And given the participation numbers across the sport – highlighted in our recent piece looking at World Cup nations – there could be an argument that rugby league has become too top heavy.

“Having a solid international federation and confederations are actually building blocks for building the sports. The confederations are the foundations and we’ll build from the group up that way.

“Arguably, there is a lot of governance structure in place for what we’ve got, but we’ve got to future proof the game. The ERL and others are all pretty lean organisations, we aren’t a drain on the game, and the service we provide is more than value for money and I genuinely think the game internationally would be poorer without those structures.

“We want more countries playing to give us a wider footprint, but a deeper footprint too. It’s no good having a whole load of observer members with limited activity, and some doing a lot. We want to see a deeper footprint which comes from more activity.

“From a commercial point of view, we need to be more commercially savvy in developing better properties which will hopefully come with consistency in the calendar. The European Championship has been regularly staged, the format has just changed quite a lot. We want to have a regular pattern of competition with promotion and relegation between the different tiers.

“I’m a massive believer in the women’s game too, and we want to establish a Women’s European Championships to sit alongside the mens.”

Tracking member activity

Each year, the International Rugby League co-ordinates a membership audit. Within that is one of the key parts of information – participation numbers, which covers players, coaches and officials.

“We have to trust their word. If you can’t do that, then it’s a sad state of affairs.

“The audit gives us insight into the areas of their business; the participation information enables us to ensure they remain compliant with their tier of membership and we use that information to aggregate up numbers across Europe.

“I think to be fair, more work can be done to identify development areas off the back of it.

“The audit has evolved over time. We do ask for evidence of matches taking place, with team sheets and match reports etc; especially at the smaller end of things where there are maybe four or five teams in a competition.”

Clearly, increasing participation and the standard of the player pool, particularly in mainland Europe, remains a challenge despite the many years of activity in several countries.

Given it was born out of a breakaway, it’s perhaps unsurprising that rugby league continues to suffer from fractures in various places. Opposing governing bodies trying to wrestle control of the sport in their country, and even a new pan-European domestic competition trying to get itself off the ground without the support of ERL.

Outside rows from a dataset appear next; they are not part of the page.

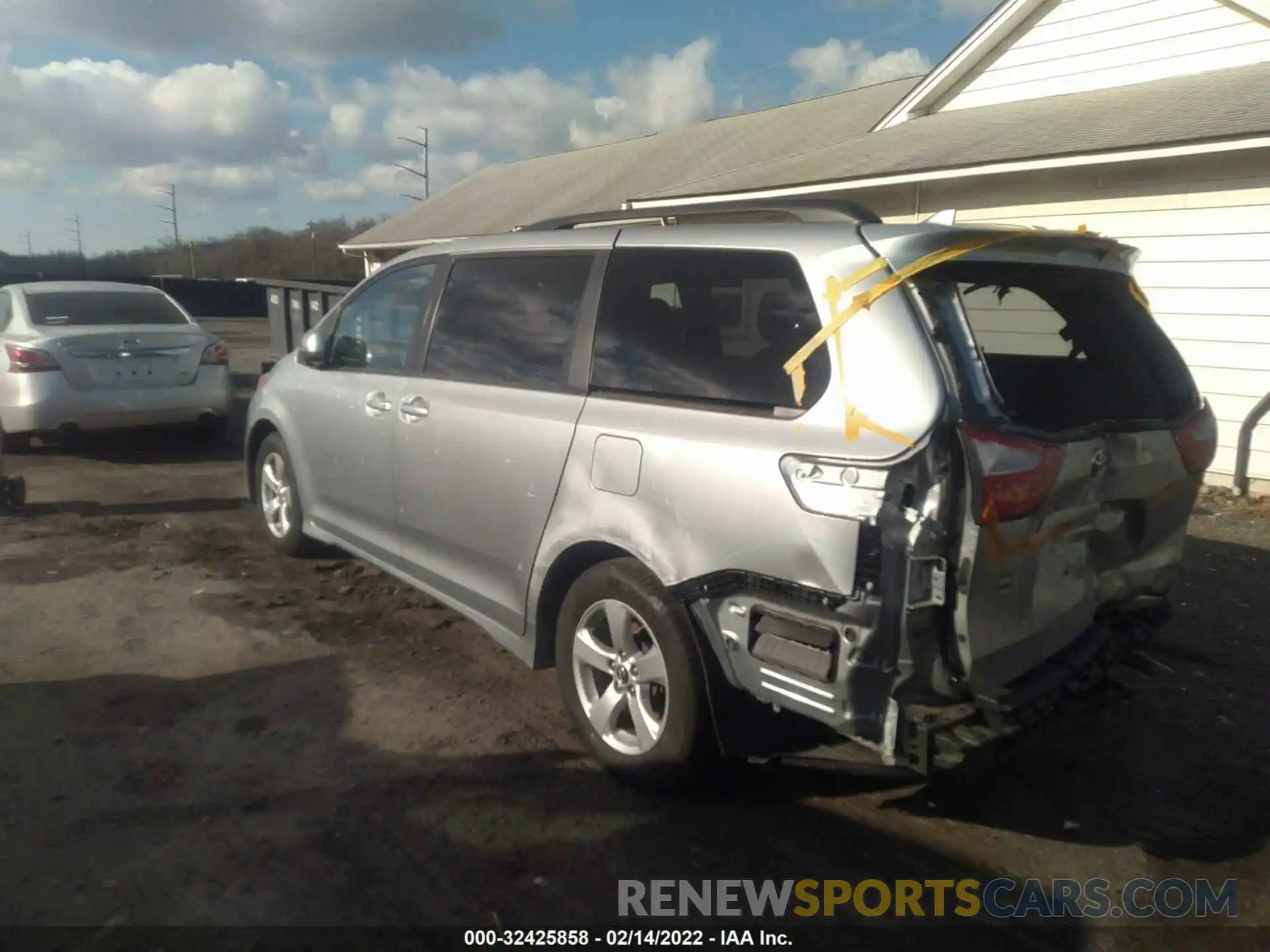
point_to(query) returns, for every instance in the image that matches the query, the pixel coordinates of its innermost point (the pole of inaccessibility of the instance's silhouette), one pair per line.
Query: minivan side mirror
(312, 350)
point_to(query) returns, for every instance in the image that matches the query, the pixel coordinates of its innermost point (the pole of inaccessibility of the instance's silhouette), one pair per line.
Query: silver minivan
(762, 480)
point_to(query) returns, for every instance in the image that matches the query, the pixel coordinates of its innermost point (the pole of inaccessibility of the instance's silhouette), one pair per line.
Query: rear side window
(101, 309)
(706, 325)
(508, 320)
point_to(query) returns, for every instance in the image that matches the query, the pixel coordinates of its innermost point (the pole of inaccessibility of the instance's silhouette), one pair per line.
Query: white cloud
(85, 112)
(651, 95)
(388, 179)
(313, 31)
(511, 114)
(19, 175)
(835, 66)
(197, 180)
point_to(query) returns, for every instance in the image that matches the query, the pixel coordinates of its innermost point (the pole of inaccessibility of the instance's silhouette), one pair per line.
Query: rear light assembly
(1197, 441)
(216, 354)
(28, 360)
(1014, 475)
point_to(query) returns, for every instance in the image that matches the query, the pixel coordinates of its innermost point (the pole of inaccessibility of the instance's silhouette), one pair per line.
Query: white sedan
(95, 356)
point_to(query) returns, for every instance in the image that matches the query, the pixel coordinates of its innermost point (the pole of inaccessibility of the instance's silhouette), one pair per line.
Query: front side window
(508, 320)
(102, 309)
(704, 347)
(375, 329)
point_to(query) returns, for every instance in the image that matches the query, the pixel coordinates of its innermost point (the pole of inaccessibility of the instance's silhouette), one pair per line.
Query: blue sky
(275, 112)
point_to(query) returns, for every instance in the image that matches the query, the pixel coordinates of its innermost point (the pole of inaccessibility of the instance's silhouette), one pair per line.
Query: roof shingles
(599, 178)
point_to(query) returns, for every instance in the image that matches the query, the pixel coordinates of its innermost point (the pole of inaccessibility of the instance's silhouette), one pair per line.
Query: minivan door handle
(378, 404)
(413, 409)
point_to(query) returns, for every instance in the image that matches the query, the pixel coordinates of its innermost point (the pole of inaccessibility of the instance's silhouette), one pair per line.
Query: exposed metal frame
(1244, 450)
(806, 210)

“The game needs to be united. We’re stronger together. That’s where you’re more commercially viable with everyone singing from the same hymn sheet and everything moving in the right direction.

“I’d love to get to the point where every country in Europe gets semi-professional leagues, and that’s where we have to raise the profile of the game.

“Inevitably, the standard will then rise within those countries, as they have more access to competition, more participants to drive those standards and therefore more commercial interest.

“When there’s more money in the international game, there is then more opportunity to distribute to membership and invest in to the domestic structures.”